Image by Nahashon Diaz from Pixabay
Image by Nahashon Diaz from Pixabay

With little sign that the escalating trade war between the US and China is set to abate while Europe remains mired in Brexit blues, the ripples are increasingly being felt across global commodity and capital markets. Africa may not be at the centre of the planet’s great geopolitical arm wrestles, but it is certainly feeling the effects. This week saw the World Bank cut its 2019 growth forecast for sub-Saharan Africa to 2.6% from the 2.8% it had forecasted in April (having dropped from an initial forecast of 3.3%). Global trade tensions and the consequential softening demand for key commodities is cited as the main driver for this trend, while other domestic factors including drought, insecurity, policy uncertainty, rising debt challenges and inadequate reform progress are also playing into this subdued growth picture.

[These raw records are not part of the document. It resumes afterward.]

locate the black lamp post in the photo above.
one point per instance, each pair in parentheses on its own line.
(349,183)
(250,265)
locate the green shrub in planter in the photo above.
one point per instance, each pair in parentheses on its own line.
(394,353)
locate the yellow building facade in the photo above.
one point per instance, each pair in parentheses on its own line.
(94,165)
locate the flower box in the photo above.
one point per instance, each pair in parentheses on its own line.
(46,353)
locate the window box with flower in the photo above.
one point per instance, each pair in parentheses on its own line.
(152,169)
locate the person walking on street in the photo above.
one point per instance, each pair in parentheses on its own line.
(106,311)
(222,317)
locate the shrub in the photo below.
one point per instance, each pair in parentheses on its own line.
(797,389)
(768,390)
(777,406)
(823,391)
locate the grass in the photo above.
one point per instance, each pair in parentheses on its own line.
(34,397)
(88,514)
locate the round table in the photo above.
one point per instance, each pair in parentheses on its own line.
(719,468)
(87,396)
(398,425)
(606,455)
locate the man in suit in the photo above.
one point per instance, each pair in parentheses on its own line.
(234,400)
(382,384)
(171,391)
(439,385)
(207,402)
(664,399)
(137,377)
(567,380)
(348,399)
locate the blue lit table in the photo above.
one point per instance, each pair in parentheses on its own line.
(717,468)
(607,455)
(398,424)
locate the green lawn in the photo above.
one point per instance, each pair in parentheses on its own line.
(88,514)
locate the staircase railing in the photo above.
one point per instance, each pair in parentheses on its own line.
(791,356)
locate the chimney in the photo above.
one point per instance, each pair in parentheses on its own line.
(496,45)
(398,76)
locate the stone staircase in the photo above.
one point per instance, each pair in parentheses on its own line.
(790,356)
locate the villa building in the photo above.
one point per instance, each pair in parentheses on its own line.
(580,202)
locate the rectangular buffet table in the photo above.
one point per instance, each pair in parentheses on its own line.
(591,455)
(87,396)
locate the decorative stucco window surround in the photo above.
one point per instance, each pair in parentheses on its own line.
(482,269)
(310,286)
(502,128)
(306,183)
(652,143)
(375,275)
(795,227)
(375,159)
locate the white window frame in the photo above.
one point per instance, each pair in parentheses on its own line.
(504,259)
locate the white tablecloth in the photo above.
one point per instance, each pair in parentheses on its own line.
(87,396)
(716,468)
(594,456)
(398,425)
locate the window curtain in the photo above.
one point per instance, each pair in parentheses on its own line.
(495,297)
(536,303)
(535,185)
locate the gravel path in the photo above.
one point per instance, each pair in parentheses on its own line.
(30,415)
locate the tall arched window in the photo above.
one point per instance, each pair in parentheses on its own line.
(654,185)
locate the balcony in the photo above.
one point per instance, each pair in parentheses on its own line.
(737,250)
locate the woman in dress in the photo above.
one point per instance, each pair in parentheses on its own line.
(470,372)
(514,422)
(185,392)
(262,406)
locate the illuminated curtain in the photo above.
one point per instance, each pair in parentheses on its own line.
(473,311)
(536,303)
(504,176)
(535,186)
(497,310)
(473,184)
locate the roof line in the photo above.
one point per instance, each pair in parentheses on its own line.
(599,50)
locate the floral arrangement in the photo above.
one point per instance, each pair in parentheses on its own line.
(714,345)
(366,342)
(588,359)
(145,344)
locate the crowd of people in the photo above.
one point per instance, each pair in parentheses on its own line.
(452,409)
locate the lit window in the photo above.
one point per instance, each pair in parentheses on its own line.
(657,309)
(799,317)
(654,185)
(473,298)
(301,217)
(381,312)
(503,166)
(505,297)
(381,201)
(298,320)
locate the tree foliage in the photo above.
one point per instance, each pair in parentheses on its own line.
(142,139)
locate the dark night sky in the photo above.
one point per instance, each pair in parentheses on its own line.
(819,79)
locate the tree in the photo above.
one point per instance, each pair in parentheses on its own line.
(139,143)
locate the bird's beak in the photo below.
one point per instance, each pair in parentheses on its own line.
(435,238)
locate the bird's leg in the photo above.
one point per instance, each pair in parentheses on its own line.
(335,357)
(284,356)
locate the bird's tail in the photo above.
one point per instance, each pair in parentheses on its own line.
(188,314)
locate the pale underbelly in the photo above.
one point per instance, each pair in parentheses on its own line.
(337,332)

Well over 60% of Africa’s exports are consumed by China, the US and the EU. The most immediate impact of a fall in global trade is therefore likely to be a fall in demand for Africa’s exports – notably commodities – as demand from China in particular shrinks. With the exception of gold and a handful of other more niche minerals, commodity markets have been fairly downbeat in the last few months as President Donald Trump slapped tariffs on a range of Chinese products, and Chinese domestic growth cooled as a result. What is more, in times of economic downturn, the largest commodity consumers have a tendency to increase investments in their own natural resources exploitation sites as opposed to relying on foreign imports, even where domestic sites are less economic. Moreover, investments tend to flow to high-grade and highly efficient exploitation sites which affects low-grade reserves and low-productivity markets, such as the copper industry in Zambia or gold mines in South Africa.

The effects are already being felt in countries where oil or minerals form the bedrock of government revenues. In these countries, foreign exchange receipts are down and local currencies are under pressure, driving up the cost of imports and foreign debt-servicing. As exports and domestic consumption slows in African market, so does the appetite for investing in their currencies, which puts a further dent in the growth outlook.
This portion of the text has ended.